Although prior studies have compared LLMs with humans in medical and educational tasks, our work addresses a distinct and previously underexplored gap. We designed a novel evaluation framework built around authentic, course-based questions that students generated during real learning processes, rather than using researcher-designed or exam-style prompts. The open-ended, context-rich questions better capture the complexity and ambiguity of real professional education, offering a more rigorous test of LLMs’ ability to support higher-level learning. In addition, by conducting a multiple comparison among classroom instructors, locally deployed LLMs, and online LLMs, our study extends existing research that typically evaluates a single model type. This design examines not only accuracy but also other dimensions—clarity, comprehensiveness, and influence on student engagement—which are central to real-world educational decision-making. Importantly, while optometry served as the initial application context, the framework itself is broadly generalizable to other specialized health-science disciplines that face similar challenges: limited faculty resources, high cognitive demands, and a need for individualized feedback. Thus, our findings speak not only to optometry education but also to the wider question of how LLMs can be meaningfully integrated into professional training environments.

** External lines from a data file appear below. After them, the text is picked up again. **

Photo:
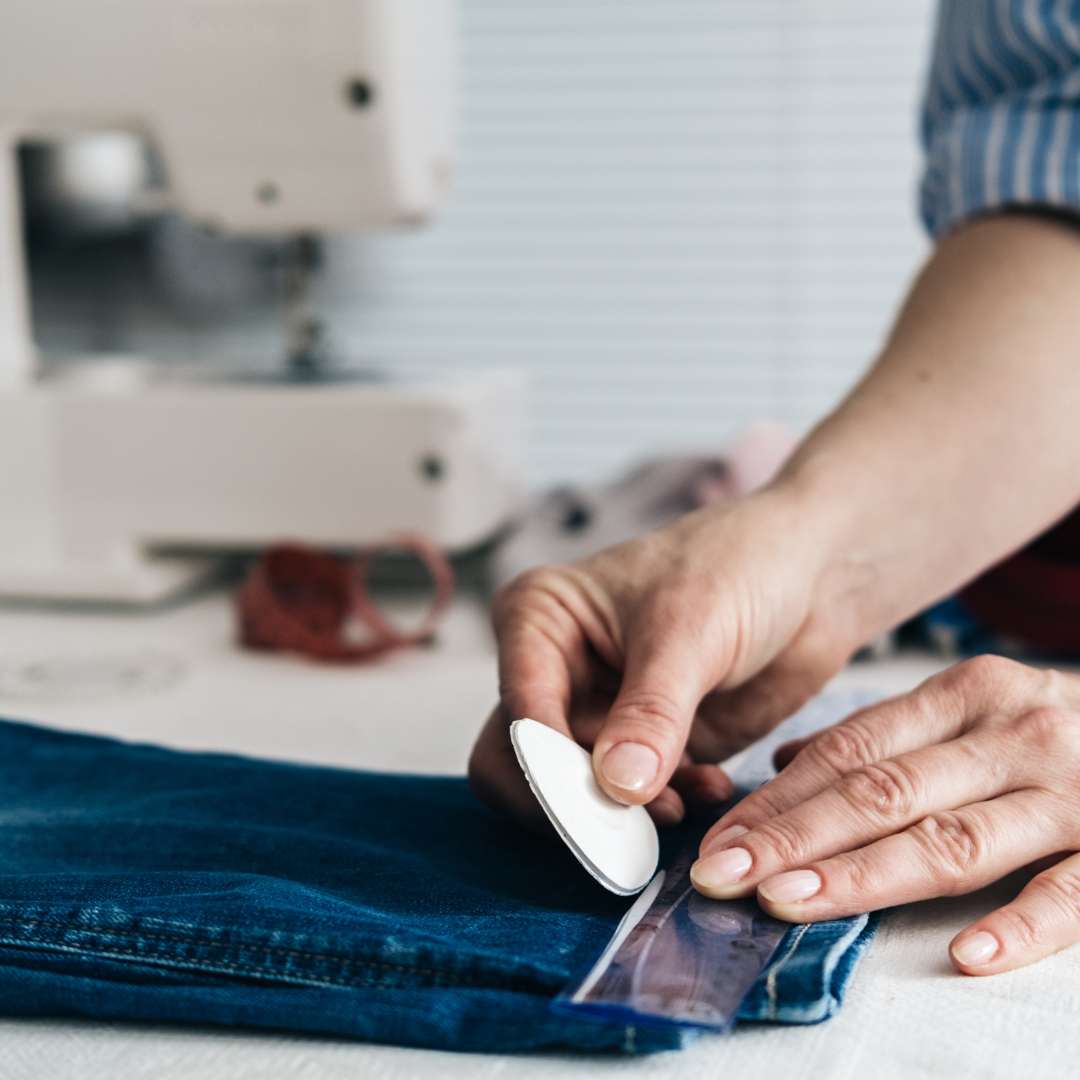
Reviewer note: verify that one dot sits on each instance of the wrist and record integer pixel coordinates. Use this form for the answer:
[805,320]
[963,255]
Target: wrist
[828,515]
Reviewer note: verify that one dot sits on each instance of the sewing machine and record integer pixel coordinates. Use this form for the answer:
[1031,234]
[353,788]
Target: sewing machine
[284,118]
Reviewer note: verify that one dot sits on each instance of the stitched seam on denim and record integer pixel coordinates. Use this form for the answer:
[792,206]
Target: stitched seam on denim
[495,981]
[172,962]
[770,982]
[285,950]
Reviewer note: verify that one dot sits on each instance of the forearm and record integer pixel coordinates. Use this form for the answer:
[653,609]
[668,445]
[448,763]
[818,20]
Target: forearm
[963,440]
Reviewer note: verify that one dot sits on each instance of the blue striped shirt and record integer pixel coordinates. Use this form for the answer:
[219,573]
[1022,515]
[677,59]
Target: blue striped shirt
[1001,116]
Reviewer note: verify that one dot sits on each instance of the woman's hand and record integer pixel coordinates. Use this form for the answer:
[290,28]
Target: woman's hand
[670,651]
[971,775]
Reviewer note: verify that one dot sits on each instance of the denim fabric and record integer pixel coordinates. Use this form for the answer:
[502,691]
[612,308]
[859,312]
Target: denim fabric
[144,883]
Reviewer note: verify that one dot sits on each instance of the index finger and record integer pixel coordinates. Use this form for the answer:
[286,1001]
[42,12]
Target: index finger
[885,730]
[541,658]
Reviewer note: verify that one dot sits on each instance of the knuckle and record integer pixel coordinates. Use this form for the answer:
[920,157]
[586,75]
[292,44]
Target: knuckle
[887,790]
[1061,889]
[786,839]
[651,710]
[977,674]
[1047,727]
[530,583]
[844,747]
[953,845]
[861,877]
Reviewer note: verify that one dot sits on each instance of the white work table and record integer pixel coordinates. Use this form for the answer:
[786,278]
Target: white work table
[176,677]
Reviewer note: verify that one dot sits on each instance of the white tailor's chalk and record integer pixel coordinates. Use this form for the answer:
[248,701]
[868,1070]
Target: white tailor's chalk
[617,844]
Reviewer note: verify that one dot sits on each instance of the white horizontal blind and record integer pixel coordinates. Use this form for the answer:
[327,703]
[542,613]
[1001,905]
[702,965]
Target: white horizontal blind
[678,217]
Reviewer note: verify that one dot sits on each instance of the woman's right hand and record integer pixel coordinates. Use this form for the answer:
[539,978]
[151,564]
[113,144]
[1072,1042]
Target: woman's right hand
[670,652]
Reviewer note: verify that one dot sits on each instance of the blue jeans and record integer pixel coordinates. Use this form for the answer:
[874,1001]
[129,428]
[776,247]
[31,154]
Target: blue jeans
[144,883]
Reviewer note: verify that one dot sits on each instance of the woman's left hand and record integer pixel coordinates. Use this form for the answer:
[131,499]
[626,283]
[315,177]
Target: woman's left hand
[942,791]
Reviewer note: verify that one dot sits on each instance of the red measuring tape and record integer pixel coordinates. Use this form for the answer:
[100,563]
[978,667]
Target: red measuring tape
[299,599]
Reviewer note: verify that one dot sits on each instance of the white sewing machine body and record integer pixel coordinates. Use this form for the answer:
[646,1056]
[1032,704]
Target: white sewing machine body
[271,117]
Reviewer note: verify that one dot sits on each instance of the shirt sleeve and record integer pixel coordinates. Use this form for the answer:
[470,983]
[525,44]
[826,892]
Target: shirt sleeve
[1001,113]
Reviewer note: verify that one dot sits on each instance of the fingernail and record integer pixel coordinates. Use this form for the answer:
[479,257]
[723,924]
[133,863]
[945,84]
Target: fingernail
[664,813]
[725,836]
[721,869]
[630,766]
[791,887]
[975,948]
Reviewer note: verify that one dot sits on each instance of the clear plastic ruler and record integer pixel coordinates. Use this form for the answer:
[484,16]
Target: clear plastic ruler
[679,958]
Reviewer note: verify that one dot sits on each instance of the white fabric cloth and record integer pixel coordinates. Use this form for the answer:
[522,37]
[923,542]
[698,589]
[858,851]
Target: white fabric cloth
[176,678]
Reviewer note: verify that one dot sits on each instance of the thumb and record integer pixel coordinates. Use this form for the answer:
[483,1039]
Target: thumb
[642,742]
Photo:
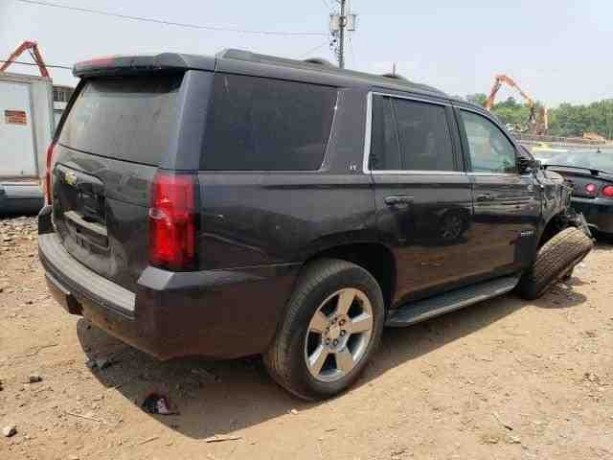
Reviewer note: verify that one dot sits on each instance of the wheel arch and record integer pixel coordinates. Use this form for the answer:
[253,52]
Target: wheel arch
[374,257]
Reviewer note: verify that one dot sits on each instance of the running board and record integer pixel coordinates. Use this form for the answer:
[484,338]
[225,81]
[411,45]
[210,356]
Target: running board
[422,310]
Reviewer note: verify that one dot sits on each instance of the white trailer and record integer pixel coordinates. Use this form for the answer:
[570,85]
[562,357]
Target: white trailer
[26,128]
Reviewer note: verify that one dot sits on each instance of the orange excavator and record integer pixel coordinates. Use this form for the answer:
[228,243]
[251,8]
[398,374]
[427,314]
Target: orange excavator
[32,48]
[536,124]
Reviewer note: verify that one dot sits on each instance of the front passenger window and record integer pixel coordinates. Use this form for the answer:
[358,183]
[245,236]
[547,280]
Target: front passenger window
[490,150]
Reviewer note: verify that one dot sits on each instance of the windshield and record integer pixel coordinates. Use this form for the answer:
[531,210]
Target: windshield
[590,160]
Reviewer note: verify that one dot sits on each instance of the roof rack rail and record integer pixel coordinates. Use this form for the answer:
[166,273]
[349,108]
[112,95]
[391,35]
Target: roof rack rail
[319,61]
[395,76]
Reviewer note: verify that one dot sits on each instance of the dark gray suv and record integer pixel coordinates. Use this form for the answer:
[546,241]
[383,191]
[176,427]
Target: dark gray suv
[245,204]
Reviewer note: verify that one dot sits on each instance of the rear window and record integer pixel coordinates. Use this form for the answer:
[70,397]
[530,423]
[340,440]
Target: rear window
[128,118]
[259,124]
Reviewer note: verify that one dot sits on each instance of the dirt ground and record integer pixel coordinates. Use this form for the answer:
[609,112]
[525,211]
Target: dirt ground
[505,379]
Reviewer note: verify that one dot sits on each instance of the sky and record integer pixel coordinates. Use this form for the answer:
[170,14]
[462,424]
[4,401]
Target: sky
[557,50]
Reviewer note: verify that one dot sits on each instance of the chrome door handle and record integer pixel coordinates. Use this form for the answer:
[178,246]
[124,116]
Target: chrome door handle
[398,200]
[486,197]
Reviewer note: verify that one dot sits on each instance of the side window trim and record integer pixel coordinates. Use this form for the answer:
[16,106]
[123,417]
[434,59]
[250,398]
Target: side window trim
[452,125]
[464,140]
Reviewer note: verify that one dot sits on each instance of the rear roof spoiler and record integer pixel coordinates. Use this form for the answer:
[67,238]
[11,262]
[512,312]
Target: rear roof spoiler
[121,65]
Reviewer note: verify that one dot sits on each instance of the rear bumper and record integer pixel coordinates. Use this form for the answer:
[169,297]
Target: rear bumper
[597,211]
[216,314]
[20,197]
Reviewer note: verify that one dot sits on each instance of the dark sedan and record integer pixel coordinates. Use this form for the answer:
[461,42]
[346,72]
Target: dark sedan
[591,176]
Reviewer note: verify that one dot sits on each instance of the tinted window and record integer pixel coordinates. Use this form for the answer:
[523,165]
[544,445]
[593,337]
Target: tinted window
[125,118]
[409,135]
[266,125]
[490,150]
[385,149]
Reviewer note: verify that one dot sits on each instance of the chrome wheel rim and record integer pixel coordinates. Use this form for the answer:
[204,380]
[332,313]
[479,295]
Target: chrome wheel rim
[338,335]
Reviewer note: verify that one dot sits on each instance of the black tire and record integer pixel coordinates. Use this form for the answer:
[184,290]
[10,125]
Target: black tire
[285,360]
[556,258]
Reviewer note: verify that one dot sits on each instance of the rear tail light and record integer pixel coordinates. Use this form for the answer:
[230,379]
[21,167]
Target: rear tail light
[607,191]
[48,185]
[591,189]
[172,224]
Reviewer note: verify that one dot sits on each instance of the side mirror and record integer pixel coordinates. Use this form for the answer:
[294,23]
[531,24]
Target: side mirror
[526,164]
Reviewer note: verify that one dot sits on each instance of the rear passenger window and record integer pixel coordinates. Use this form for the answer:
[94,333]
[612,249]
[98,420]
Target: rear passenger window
[259,124]
[410,136]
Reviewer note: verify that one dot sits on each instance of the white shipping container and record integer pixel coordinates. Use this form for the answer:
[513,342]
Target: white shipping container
[26,128]
[26,125]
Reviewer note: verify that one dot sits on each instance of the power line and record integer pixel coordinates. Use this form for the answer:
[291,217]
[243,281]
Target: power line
[312,50]
[51,66]
[170,23]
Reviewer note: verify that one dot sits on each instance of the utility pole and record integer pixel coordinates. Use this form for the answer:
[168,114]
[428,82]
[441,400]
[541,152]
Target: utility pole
[340,23]
[341,45]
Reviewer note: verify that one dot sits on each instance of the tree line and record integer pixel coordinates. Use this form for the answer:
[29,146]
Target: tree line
[566,120]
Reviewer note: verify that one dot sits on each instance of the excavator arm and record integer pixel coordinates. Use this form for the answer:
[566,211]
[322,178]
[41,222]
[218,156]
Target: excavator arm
[498,81]
[32,47]
[541,125]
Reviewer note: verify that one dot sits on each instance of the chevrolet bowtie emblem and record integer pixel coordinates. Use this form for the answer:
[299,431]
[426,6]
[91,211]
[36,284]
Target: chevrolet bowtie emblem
[70,178]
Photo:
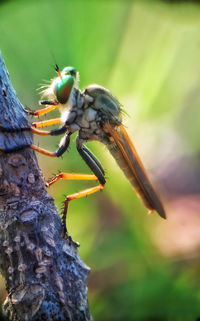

The present study has several limitations. First, the generalizability of the findings to broader medical education contexts may be limited. Second, the study did not include the most up-to-date reasoning models, which have been shown to outperform non-reasoning models on board-style questions,^24,31 nor did it include GPT-5. Third, image-based questions were not incorporated, even though some of the evaluated models possess multimodal capabilities. Fourth, the dataset relied heavily on optical principles (92 out of 108 questions), which may restrict the applicability of the results to other areas of ophthalmic or medical education. Finally, a subjective and non-standardized rubric was used for grading, which may have introduced evaluator bias.

Conclusion

AI has been significantly impacting various aspects of medical education. In this study, some LLMs significantly outperform human teachers in terms of accuracy, completeness, and comprehensibility. This superiority can be attributed to the vast amount of data available to LLMs and their powerful learning capabilities, as well as the fact that teachers often do not have enough time to consult materials for better responses. Our findings suggest that the integration of AI can introduce new dimensions and vitality to ophthalmology and optometry education. While integrating AI into medical education offers great potential to enhance learning and efficiency, it requires careful attention to its accuracy, reliability, ethical concerns, limited understanding of complex medical contexts, and the risk of over-reliance. A balanced approach—combining AI tools with traditional teaching methods and human oversight—is essential to ensure that future healthcare professionals are fully equipped to deliver high-quality patient care.